Me Bruno-Henri VINCENT a obtenu sa licence en droit en 1985. Il a aussitôt débuté sa carrière comme conseiller juridique en droit social pour les entreprises d’une grande association interprofessionnelle d’employeurs et ensuite d’un secrétariat social agréé. Ceci lui a permis de maîtriser d’emblée les subtilités et technicités du monde du travail en Belgique.
Après cet écolage, dès 1991, il a choisi de mettre ses compétences au service des clients de son cabinet d’avocat. Le Barreau de Bruxelles lui a reconnu en 2003 le titre d’avocat spécialiste en droit du travail.
En 2006, Me Bruno-Henri VINCENT fonda LITIS S, une association d’avocats profilée pour se développer exclusivement à travers le droit du travail et apporter sa meilleure expertise pour résoudre les litiges de la vie professionnelle.
Me Bruno-Henri VINCENT est aussi médiateur agréé en matière sociale. Il est membre fondateur de l’Asbl Médiation et conciliation sociale regroupant magistrats, avocats et DRH qui s’investissent dans l’art de la médiation sociale (www.mcsociale.be).
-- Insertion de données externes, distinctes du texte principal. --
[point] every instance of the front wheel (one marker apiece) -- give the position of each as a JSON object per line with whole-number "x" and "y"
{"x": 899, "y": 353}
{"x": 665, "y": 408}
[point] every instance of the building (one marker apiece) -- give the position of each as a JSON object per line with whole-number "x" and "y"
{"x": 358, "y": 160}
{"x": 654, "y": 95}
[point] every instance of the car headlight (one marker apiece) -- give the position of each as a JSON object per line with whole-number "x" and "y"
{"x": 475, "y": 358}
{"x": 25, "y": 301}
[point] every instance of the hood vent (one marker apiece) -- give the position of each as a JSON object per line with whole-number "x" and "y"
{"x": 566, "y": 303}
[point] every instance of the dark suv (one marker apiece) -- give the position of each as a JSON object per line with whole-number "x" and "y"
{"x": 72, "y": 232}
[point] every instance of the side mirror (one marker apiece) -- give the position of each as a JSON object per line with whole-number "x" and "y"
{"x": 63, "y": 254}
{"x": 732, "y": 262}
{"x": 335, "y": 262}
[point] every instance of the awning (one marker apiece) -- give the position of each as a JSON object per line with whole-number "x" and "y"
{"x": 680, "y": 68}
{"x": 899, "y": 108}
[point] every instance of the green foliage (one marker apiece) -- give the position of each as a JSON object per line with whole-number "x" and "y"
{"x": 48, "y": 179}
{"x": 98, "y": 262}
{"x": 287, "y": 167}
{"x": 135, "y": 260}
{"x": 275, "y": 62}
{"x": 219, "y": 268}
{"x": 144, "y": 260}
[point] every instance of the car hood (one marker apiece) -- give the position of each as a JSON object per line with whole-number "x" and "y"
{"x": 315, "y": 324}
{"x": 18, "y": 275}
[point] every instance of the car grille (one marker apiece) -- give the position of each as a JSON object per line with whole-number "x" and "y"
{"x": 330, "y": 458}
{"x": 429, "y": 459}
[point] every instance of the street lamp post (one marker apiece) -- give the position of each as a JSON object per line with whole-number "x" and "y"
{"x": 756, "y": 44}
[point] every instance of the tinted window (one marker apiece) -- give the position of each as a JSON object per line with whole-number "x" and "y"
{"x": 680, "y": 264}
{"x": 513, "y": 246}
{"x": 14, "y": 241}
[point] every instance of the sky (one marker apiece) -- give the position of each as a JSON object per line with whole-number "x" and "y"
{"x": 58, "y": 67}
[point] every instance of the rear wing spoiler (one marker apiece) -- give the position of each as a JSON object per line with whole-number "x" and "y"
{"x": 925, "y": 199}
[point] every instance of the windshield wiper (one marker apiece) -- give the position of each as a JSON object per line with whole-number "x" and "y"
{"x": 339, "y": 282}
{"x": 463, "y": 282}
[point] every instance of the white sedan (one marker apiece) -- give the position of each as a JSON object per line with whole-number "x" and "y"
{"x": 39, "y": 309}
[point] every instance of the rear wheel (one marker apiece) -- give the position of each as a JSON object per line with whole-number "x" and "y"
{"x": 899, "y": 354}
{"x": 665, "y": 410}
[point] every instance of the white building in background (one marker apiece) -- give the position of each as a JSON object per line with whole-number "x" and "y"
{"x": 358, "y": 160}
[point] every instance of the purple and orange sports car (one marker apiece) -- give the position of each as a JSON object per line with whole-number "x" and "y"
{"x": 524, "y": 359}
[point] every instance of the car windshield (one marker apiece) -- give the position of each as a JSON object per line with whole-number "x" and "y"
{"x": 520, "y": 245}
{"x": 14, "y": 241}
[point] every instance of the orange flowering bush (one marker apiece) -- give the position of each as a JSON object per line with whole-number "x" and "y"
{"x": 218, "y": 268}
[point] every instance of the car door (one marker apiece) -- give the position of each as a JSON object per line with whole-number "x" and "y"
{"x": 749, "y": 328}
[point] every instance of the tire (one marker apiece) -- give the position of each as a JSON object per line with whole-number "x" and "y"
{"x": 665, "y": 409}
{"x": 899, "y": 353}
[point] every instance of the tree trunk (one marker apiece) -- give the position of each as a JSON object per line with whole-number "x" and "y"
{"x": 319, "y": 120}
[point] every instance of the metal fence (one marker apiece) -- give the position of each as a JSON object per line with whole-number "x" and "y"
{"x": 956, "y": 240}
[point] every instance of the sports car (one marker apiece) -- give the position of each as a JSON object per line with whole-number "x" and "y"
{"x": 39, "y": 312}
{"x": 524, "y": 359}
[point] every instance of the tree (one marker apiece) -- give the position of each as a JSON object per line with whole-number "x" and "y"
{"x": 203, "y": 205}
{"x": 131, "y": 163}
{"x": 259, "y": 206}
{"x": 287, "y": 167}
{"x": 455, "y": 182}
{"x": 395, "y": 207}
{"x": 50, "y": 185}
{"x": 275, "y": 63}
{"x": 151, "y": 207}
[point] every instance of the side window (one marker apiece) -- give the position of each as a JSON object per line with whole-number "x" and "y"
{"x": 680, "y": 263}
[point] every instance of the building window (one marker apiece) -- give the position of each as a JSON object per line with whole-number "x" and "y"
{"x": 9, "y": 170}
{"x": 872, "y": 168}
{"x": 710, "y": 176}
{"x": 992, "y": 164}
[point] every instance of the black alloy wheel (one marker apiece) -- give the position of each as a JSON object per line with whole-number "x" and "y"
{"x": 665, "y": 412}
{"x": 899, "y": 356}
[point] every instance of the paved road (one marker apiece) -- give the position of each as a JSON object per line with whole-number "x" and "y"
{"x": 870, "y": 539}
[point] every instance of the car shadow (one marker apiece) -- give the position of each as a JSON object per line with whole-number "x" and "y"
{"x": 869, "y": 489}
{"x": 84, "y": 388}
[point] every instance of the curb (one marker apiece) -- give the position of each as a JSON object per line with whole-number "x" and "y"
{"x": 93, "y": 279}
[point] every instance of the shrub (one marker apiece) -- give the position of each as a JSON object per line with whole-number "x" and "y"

Il pratique régulièrement, avec le plein accord de ses clients, le recours aux modes non judiciaires de résolution des conflits.
Il contribue à des ouvrages juridiques et publie régulièrement dans la presse. Il est sollicité comme conférencier dans ses matières de prédilection. Il a aussi enseigné durant plus de 20 ans le cours de législation sociale pour responsables du personnel au sein de l’Institut d’Administration des Entreprises.